Sorting directories by size

[hancooper]

‐‐‐‐‐‐‐ Original Message ‐‐‐‐‐‐‐
On Tuesday, August 24, 2021 3:31 AM, Kerin Millar <kfm@plushkava.net> wrote:

> On Tue, 24 Aug 2021 02:21:28 +0000
> hancooper via help-bash@gnu.org wrote:
>
> > I have a directory stored in `dir`. I want to store the names of 
> > directories at a particular level
> > and sort them by size.
> > I have started with listing the directory names in `dlc` and computing the 
> > total number of
> > directories present.
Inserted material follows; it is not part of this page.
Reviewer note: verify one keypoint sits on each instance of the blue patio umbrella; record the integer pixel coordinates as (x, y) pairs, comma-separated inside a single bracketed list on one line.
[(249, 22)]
But still have to sort `dlc` by size, the with the 
> > biggest first.
> > My initial plan is to use a command such as `du -h | sort -h`.
> > daggr=( -mindepth "$depth" -maxdepth "$depth" )
> > dlc=$( find "$dir" "${daggr[@]}" -type d | tr "\n" " " )
> > ndr=$( echo "$dlc;" | grep -o " " | wc -l )
>
> The last two of these three commands should be jettisoned. Further, you ought 
> to be using an array to store the directory names. As you appear to be using 
> GNU, consider the following.
>
> daggr=(-mindepth "$depth" -maxdepth "$depth")
> mapfile -td '' dlc < <(find "$dir" "${daggr[@]}" -type d -exec du -0 {} + | 
> sort -zrn | cut -z -f2-)
> ndr=${#dlc[@]}
>
> This relies on the fact that GNU du(1), given the -0 option, employs an 
> output format of "%d\t%s\0", <size>, <pathname>.
>
> --
>
> Kerin Millar


I agree with your assessment.  Have seen that I get the following errer

find: ‘’: No such file or directory